State and federal agency management challenges associated with Great Salt Lake Minerals’ proposal to expand its operations in Great Salt Lake by 91,000 acres
Navigable water bodies, such as Great Salt Lake, are generally protected under both State and Federal laws and any proposal that has the potential to negatively impact the Lake must pass muster with several different agencies. For instance, aspects of Great Salt Lake Minerals’ proposed expansion of 91,000 acres – 80,000 of which would fall within the confines of the Lake – will require approval of at least four separate Utah agencies: the Division of Forestry, Fire & State Lands, the Division of Oil, Gas & Mining, the Division of Water Rights and the Division of Water Quality, and input from several others. Because the mandates of these agencies do not always perfectly align, there can be inherent tension between these agencies as they seek to carry out their mission. Additionally, because Great Salt Lake also falls under the heading of Waters of the United States, the U.S. Army Corps of Engineers must also grant approval of a dredge and fill permit under Section 404 of the Clean Water Act. For a project of this size, the 404 Permit – as it is commonly known – will necessitate that the Corps oversee an Environmental Impact Statement under the National Environmental Policy Act.

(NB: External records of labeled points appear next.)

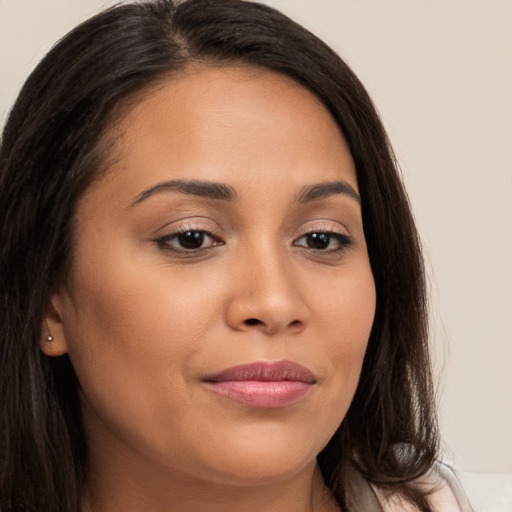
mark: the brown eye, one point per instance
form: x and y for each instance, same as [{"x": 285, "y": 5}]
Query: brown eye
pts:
[
  {"x": 324, "y": 241},
  {"x": 191, "y": 239},
  {"x": 318, "y": 240}
]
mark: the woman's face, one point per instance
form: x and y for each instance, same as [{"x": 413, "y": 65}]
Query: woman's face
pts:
[{"x": 227, "y": 233}]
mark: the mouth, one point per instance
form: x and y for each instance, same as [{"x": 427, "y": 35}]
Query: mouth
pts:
[{"x": 263, "y": 385}]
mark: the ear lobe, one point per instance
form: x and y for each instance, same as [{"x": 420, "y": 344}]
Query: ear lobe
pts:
[{"x": 53, "y": 340}]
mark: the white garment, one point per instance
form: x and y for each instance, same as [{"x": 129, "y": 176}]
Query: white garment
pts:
[
  {"x": 443, "y": 489},
  {"x": 447, "y": 494}
]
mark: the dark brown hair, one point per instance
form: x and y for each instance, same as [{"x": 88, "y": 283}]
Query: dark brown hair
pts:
[{"x": 54, "y": 146}]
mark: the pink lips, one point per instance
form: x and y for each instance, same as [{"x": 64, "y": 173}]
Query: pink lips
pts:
[{"x": 263, "y": 385}]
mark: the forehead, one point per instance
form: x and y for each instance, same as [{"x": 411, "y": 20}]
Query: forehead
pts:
[{"x": 240, "y": 125}]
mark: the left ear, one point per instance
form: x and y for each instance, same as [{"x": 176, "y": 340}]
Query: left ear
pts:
[{"x": 53, "y": 339}]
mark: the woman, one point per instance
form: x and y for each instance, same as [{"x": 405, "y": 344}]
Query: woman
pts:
[{"x": 212, "y": 289}]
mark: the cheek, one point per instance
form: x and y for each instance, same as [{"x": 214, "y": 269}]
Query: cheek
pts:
[
  {"x": 131, "y": 334},
  {"x": 347, "y": 314}
]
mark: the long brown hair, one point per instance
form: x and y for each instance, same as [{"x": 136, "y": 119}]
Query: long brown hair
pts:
[{"x": 55, "y": 144}]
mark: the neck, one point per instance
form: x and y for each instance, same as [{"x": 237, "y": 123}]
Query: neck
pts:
[{"x": 137, "y": 488}]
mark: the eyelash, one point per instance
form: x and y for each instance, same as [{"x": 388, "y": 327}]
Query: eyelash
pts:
[{"x": 344, "y": 241}]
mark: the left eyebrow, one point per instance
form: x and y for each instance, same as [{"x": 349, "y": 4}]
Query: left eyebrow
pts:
[
  {"x": 325, "y": 190},
  {"x": 206, "y": 189}
]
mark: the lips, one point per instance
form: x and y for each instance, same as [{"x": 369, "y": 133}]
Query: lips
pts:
[{"x": 263, "y": 385}]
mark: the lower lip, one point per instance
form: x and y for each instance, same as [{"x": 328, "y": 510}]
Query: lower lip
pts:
[{"x": 269, "y": 395}]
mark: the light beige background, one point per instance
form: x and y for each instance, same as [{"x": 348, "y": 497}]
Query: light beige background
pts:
[{"x": 440, "y": 73}]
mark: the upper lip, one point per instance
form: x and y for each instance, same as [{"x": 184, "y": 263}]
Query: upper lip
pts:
[{"x": 265, "y": 372}]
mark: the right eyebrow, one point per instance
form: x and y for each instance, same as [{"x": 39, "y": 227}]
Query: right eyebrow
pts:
[{"x": 207, "y": 189}]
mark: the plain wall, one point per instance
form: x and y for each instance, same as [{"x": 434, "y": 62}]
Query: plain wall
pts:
[{"x": 440, "y": 73}]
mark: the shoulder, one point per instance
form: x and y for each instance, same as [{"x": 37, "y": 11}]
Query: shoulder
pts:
[{"x": 445, "y": 493}]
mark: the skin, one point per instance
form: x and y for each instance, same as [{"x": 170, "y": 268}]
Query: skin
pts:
[{"x": 144, "y": 320}]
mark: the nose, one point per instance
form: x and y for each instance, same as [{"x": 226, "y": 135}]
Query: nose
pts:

As part of the 404 permitting process, several Federal agencies, such as the Environmental Protection Agency and Fish and Wildlife Service, will serve in the role of Coordinating Agency. In the final analysis, if the EPA strongly disagrees with the Corps’ recommendation to proceed with the permit, it has the legal authority to overrule the Corps and prohibit issuance of the 404 permit. Such a veto, while rare, has happened most recently with a 404 permit involving mountaintop removal in the Appalachian Mountains. This session will give a brief overview of the expansion proposal, will outline each of the laws and agencies involved in any approval process for this project, and will provide a specific focus on the management challenges associated with ensuring that the legal mandates of each of these agencies are met.
Besides his work helping protect Great Salt Lake, Rob’s law practice focuses on guarding against impacts from tar sands and oil shale development in the Book Cliffs area, ORV damage in Utah’s National Forests, and industrial air pollution along the Wasatch Front. He also practices before the Utah Public Service Commission, advocating for a move away from coal- fired electric power plants towards energy efficiency and renewable electric generation. Rob is currently President of the Board of Friends of Great Salt Lake.